Preparados para los países en los que el frío es la nota dominante, además de toda la instalación de calefacción propia de un automóvil y que ya hemos estudiado, pueden encontrarse algunos nuevos accesorios que pretenden y consiguen aumentar la comodidad de los ocupantes en situaciones de temperaturas muy bajas. Uno de estos accesorios es el denominado asiento calefactor que, como se deduce de su propio nombre, consiste en que los asientos están provistos de una resistencia eléctrica que, al calentarse, transmite el calor al cuerpo de los ocupantes, tanto en la parte de la base como del respaldo.

De hecho, se trata de un accesorio muy sencillo desde el punto de vista técnico por lo que nos parece que bastará ver un ejemplo de instalación para que el lector se haga cargo de inmediato de su constitución, y ello vamos a hacerlo por medio de la figura 67.

Partiendo del cajetín de interconexión (1) del habitáculo y, por lo tanto, del debido fusible de protección (2), la corriente pasa por cada uno de los cables (3) hasta las resistencias calefactoras (4 y 5). Para que ello ocurra es necesario que el ocupante de uno de los asientos haya activado su interruptor (6) con lo que se da paso a la corriente hasta masa (7). Como puede verse en el esquema, las resistencias calefactoras son dos: una para la base del asiento (5) y otra para el respaldo (4).

Por otra parte, nos encontramos con el fusible (8) que da paso a la corriente hacia la luz testigo (9) de funcionamiento que, cuando se enciende, muestra el símbolo de activación de los asientos calefactantes. Esta luz testigo suele encontrarse en el panel de instrumentos, junto con las demás luces testigo. En algunas instalaciones, como en la de la figura 67, el sistema dispone de un control de temperatura automático que, ante elevados valores, desconecta el paso de la corriente. Este dispositivo puede verse señalado en 10.
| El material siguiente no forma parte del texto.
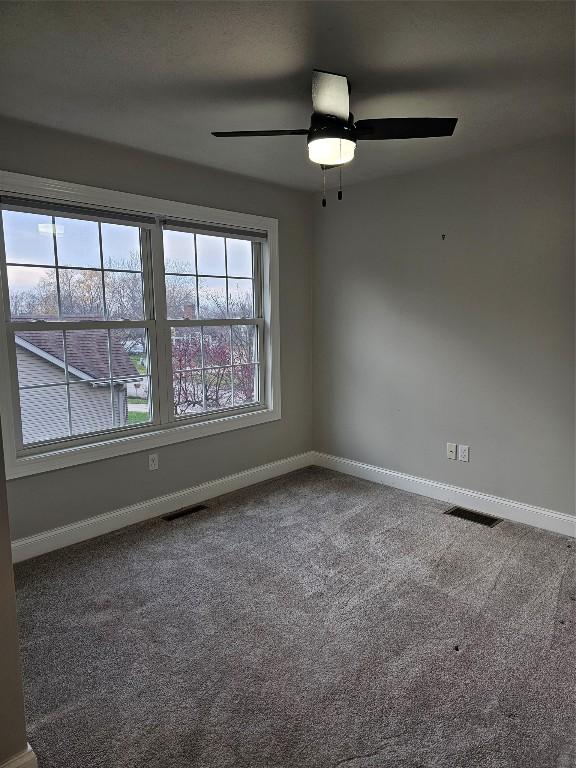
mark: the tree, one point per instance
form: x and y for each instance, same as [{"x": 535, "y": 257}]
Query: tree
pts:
[{"x": 82, "y": 297}]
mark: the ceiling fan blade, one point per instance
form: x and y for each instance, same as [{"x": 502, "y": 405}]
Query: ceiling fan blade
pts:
[
  {"x": 330, "y": 94},
  {"x": 405, "y": 128},
  {"x": 295, "y": 132}
]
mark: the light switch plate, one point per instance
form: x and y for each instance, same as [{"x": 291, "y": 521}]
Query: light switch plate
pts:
[
  {"x": 463, "y": 453},
  {"x": 152, "y": 461}
]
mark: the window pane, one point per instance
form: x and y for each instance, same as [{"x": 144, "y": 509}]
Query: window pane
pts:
[
  {"x": 188, "y": 393},
  {"x": 244, "y": 344},
  {"x": 218, "y": 385},
  {"x": 212, "y": 297},
  {"x": 129, "y": 351},
  {"x": 81, "y": 293},
  {"x": 211, "y": 258},
  {"x": 216, "y": 340},
  {"x": 40, "y": 358},
  {"x": 28, "y": 238},
  {"x": 186, "y": 349},
  {"x": 239, "y": 253},
  {"x": 240, "y": 298},
  {"x": 87, "y": 354},
  {"x": 124, "y": 295},
  {"x": 121, "y": 247},
  {"x": 44, "y": 414},
  {"x": 179, "y": 252},
  {"x": 132, "y": 403},
  {"x": 32, "y": 293},
  {"x": 245, "y": 384},
  {"x": 78, "y": 243},
  {"x": 180, "y": 297},
  {"x": 90, "y": 406}
]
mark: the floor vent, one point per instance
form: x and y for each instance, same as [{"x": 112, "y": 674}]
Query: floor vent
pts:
[
  {"x": 473, "y": 517},
  {"x": 184, "y": 512}
]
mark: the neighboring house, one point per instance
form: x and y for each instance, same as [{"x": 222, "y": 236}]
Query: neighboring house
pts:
[{"x": 93, "y": 405}]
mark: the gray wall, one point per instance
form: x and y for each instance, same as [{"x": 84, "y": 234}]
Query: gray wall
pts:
[
  {"x": 420, "y": 341},
  {"x": 76, "y": 493},
  {"x": 12, "y": 728}
]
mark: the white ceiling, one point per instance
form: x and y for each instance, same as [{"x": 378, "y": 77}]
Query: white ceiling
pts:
[{"x": 160, "y": 76}]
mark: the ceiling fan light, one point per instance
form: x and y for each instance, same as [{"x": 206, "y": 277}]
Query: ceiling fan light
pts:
[{"x": 331, "y": 151}]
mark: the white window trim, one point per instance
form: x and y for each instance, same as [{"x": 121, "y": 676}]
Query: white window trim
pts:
[{"x": 118, "y": 445}]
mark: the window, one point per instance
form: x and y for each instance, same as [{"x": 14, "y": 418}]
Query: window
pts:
[{"x": 122, "y": 325}]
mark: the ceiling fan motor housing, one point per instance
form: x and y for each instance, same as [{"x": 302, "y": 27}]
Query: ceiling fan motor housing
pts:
[{"x": 329, "y": 127}]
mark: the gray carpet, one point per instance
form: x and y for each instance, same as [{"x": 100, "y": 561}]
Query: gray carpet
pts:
[{"x": 315, "y": 620}]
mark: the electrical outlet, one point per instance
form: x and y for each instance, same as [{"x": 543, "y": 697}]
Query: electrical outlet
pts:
[
  {"x": 152, "y": 461},
  {"x": 463, "y": 453}
]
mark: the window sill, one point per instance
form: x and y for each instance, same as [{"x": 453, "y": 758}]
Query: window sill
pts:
[{"x": 134, "y": 443}]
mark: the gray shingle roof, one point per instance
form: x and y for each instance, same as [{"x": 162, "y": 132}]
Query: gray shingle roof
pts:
[{"x": 85, "y": 350}]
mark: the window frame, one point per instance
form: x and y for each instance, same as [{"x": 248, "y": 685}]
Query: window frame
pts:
[{"x": 165, "y": 428}]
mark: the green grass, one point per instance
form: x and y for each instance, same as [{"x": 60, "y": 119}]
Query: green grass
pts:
[
  {"x": 137, "y": 361},
  {"x": 137, "y": 417}
]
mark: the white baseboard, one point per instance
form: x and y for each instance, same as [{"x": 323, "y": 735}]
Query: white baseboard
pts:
[
  {"x": 47, "y": 541},
  {"x": 26, "y": 759},
  {"x": 518, "y": 512},
  {"x": 39, "y": 544}
]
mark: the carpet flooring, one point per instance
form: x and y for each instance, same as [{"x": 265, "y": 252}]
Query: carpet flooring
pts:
[{"x": 317, "y": 621}]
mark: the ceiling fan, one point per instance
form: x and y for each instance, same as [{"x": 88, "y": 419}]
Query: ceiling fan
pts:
[{"x": 333, "y": 134}]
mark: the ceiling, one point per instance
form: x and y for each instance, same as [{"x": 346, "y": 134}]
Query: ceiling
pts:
[{"x": 160, "y": 76}]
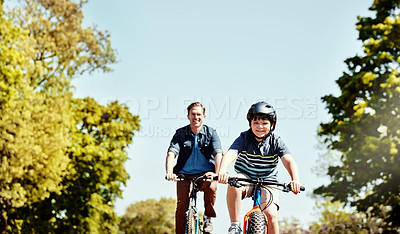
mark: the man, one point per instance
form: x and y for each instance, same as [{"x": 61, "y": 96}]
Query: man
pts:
[
  {"x": 198, "y": 151},
  {"x": 257, "y": 152}
]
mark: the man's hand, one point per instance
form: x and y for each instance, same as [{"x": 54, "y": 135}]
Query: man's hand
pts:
[
  {"x": 295, "y": 186},
  {"x": 223, "y": 178},
  {"x": 171, "y": 176}
]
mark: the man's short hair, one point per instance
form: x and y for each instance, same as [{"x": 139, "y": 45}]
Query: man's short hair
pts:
[{"x": 196, "y": 104}]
Las resistencias calefactoras de este tipo suelen instalarse en los dos asientos delanteros, el del conductor y su acompañante, pero en equipos más completos es fácil encontrar calefacción para todos los asientos del automóvil. Por supuesto, están dotados de sus interruptores independientes, de forma que es el propio usuario quien decide, a su gusto, conectar o desconectar este accesorio. También en la figura 67 tenemos señalados con el número 11 los conectores, que acostumbran a ser comunes a la zona donde se halla la toma eléctrica del anclaje inferior de los cinturones pretensados.

La resolución de las posibles averías de funcionamiento son a la vista de este esquema, sencillas de localizar. En el caso de que un asiento dejara de funcionar deberíamos partir del conector que lo alimenta, asegurándonos que la corriente llega al valor de tensión de la batería. Si es así, la causa puede encontrarse en el interruptor cuyos bornes se deberán comprobar, o bien en una mala masa. Si todo ello está correcto, deberemos pensar en la interrupción de la resistencia calefactora que, si está averiada, deberá sustituirse. Cuando son todos los asientos los que se han quedado sin calefacción, lo primero que se tendrá que comprobar es el estado del fusible que los alimenta, pues es muy probable que se haya fundido y no permita el paso de corriente. Esto es cuanto puede decirse sobre los equipos de asientos calefactores o calefactantes.